So kommt die Veröffentlichung der Promotionsschrift des Historikers Benedikt Brunner zur Geschichte des evangelischen Volkskirchenbegriffs gerade recht. Das Buch schlüsselt Volkskirche als einen kirchlichen Grundbegriff des 20. Jahrhunderts auf. Es fragt nach dem Bedeutungswandel, nach inhaltlichen Gehalten und letztlich nach dem Erfolgsrezept des Begriffs von 1918 bis 1960. Benedikt Brunner gliedert das Buch in drei Hauptkapitel: Weimarer Republik, Nationalsozialismus und Nachkriegszeit. Die Kapitel schlüsselt er wiederum nach Spannungsfeldern auf: Kirche und Staat, Kirche und Gesellschaft und binnenkirchliche Debatten. Das macht das Buch übersichtlich, obwohl sich die Abgrenzung dieser Spannungsfelder nicht immer von selbst erschließt.

Wirklich beeindruckend ist die Fülle des Materials. Brunner rekonstruiert die Begriffsgeschichte der Volkskirche nah an den Quellen, deren Ton in zahlreichen Zitaten zum Klingen kommt. So sprechen die jeweiligen Entwürfe für sich.

Das ist eine Stärke, führt aber auch dazu, dass die einzelnen Positionen eher additiv präsentiert werden und nur recht verhalten zu längeren begriffsgeschichtlichen Linien verknüpft sind. Brunner kann herausarbeiten, wie der Volkskirchenbegriff nach 1918 half, einen neuen Ort der Kirchen in der Republik zu suchen.

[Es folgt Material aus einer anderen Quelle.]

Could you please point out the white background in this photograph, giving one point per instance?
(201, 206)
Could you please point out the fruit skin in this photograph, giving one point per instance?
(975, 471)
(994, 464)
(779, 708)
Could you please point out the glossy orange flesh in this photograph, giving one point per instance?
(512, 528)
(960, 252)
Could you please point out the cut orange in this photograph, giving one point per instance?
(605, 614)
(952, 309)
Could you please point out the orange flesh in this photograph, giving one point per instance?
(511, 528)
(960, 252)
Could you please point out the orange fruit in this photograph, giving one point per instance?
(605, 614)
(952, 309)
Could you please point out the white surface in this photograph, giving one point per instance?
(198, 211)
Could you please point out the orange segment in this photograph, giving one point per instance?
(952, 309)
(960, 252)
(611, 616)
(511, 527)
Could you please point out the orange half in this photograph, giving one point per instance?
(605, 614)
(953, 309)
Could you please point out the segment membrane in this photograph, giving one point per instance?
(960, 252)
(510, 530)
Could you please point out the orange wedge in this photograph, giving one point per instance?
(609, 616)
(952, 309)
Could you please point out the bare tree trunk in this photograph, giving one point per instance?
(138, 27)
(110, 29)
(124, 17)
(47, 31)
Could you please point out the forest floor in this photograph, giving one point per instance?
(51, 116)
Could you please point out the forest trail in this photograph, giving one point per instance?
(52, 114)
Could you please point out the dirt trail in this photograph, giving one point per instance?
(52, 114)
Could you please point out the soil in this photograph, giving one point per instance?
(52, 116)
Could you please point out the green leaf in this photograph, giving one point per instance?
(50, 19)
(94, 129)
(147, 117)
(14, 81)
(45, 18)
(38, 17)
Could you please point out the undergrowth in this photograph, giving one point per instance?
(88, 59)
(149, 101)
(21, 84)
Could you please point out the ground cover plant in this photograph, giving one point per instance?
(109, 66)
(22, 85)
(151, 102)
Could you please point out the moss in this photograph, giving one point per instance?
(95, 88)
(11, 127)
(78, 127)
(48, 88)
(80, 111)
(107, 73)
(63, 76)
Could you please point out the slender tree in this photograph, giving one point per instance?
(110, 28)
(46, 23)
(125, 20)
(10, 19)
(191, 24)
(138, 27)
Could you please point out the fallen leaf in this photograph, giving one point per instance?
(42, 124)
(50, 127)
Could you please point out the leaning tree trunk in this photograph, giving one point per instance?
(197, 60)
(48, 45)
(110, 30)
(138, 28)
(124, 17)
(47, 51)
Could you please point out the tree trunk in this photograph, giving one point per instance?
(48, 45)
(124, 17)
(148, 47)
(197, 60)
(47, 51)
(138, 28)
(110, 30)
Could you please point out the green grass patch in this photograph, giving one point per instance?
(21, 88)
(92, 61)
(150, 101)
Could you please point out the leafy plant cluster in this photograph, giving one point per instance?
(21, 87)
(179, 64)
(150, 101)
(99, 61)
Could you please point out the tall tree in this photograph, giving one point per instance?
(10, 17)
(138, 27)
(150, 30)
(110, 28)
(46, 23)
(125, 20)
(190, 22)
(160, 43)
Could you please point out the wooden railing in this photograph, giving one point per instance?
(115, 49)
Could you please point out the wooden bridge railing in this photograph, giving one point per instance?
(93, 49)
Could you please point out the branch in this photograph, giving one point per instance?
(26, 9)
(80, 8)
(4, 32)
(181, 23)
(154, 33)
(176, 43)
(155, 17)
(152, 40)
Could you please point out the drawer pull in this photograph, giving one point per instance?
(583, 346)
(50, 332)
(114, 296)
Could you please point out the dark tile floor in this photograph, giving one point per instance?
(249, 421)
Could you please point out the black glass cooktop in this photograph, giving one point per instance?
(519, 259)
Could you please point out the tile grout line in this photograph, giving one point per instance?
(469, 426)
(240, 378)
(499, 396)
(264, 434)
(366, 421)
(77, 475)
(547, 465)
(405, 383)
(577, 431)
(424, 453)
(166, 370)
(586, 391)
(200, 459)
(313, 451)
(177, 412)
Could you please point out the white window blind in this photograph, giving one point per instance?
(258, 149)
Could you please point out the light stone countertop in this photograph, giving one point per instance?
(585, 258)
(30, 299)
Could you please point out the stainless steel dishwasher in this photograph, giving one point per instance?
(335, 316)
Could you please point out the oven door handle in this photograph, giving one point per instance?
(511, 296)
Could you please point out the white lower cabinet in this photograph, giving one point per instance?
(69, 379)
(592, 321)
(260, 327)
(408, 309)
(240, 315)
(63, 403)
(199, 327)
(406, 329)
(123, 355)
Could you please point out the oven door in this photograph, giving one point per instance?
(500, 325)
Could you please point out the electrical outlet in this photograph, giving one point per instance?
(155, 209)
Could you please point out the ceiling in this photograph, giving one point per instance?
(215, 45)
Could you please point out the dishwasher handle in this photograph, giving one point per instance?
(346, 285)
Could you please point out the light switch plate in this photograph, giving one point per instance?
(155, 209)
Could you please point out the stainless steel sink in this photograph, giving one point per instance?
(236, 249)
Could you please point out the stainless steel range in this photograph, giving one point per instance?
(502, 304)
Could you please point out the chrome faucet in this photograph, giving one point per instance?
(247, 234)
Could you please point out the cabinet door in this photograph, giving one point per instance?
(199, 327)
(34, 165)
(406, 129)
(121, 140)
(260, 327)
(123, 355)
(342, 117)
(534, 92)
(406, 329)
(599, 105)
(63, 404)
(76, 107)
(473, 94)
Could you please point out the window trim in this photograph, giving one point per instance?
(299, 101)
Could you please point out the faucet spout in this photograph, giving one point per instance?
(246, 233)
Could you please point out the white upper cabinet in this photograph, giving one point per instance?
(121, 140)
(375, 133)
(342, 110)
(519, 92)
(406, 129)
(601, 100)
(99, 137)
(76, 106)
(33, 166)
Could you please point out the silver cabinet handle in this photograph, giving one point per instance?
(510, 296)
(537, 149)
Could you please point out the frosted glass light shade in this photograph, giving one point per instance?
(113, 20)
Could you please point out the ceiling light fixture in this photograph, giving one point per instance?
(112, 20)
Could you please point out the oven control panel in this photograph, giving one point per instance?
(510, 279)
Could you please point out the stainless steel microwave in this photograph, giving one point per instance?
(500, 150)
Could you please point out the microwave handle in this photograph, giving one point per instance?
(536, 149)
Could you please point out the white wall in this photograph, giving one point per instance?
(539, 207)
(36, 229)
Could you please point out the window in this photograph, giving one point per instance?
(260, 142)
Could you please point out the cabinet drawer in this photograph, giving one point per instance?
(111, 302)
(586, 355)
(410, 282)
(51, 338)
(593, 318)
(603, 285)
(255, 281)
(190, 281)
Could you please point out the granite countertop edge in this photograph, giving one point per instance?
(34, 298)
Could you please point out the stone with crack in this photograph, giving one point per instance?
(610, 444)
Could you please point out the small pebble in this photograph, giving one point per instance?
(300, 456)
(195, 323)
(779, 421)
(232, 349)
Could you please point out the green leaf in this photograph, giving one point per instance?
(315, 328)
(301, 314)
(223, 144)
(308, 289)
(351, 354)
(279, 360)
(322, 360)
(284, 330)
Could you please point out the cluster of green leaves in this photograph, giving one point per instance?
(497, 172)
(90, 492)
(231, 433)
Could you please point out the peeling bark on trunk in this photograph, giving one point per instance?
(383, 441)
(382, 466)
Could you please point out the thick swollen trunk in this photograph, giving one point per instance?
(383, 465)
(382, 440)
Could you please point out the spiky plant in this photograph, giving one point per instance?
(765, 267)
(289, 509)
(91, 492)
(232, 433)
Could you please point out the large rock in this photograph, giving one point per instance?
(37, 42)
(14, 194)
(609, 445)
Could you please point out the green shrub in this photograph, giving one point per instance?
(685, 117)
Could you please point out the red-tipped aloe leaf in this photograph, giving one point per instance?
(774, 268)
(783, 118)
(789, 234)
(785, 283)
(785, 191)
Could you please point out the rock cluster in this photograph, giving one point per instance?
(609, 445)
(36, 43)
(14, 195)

Nach 1933 geriet der Begriff stark in den Sog völkischen Denkens, stand aber auch für den Anspruch der Bekennenden Kirche, „Kirche des gesamten Volkes“ zu bleiben. Nach 1945 gerierten sich die Westkirchen als öffentliche Volkskirchen, „die auf das Gemeinwesen als Ganzes ausgerichtet“ waren. Im Osten hingegen „eignete sich der Volkskirchenbegriff im Grunde nie“. Im Ganzen gesehen, bestimmte sich der Volkskirchenbegriff zumeist in Abgrenzung „zu Komplementär- beziehungsweise Alternativbegriffen“ wie etwa Staatskirche, Freikirche, Pastorenkirche oder Vereinskirche.

Er war deshalb erfolgreich, weil er elastisch und anpassungsfähig blieb, um sich als Kirche in unterschiedlichen Kontexten zu Staat und Gesellschaft zu positionieren. Als Ergebnis leuchtet ein: Den einen Begriff der Volkskirche gibt es nicht. Aber gerade angesichts der reichen Quellenbasis wird eine Frage nur skizzenhaft und unbefriedigend beantwortet: Was sind durchgängige Bedeutungsgehalte dieses kirchlichen Grundbegriffs abseits der Tatsache, dass er „kontrovers interpretierbar“ war?

Volkskirchenrhetorik ist Krisenrhetorik. Das Buch verdeutlicht: Gerade in den protestantischen Krisenzeiten nach 1918, 1933 und 1945 hatte die Volkskirche Konjunktur. In der aktuellen Krisendebatte tritt der Begriff zugunsten des Streits um Vereins- oder Bewegungskirche zurück. Vielleicht hat er sich ja überholt, oder er trägt zu schwer an seiner begriffsgeschichtlichen Last? Aber es stimmt, „dass, wer den deutschen Protestantismus der Gegenwart verstehen will, die Geschichte der volkskirchlichen Semantiken kennen muss“.

Das Buch zu lesen lohnt sich, denn es zeigt, dass der Volkskirchenbegriff Gehalte mitführt, die höchst aktuell sind: etwa gemeinwohlorientierte, öffentliche Kirche sein zu wollen oder Laien einzubinden und zu befähigen. Bedauerlich ist da, dass Brunner seine Analyse zur Zeit nach 1960 in ein zweites Buch auslagert. Man darf gespannt sein, wie die Begriffsgeschichte weitergeht.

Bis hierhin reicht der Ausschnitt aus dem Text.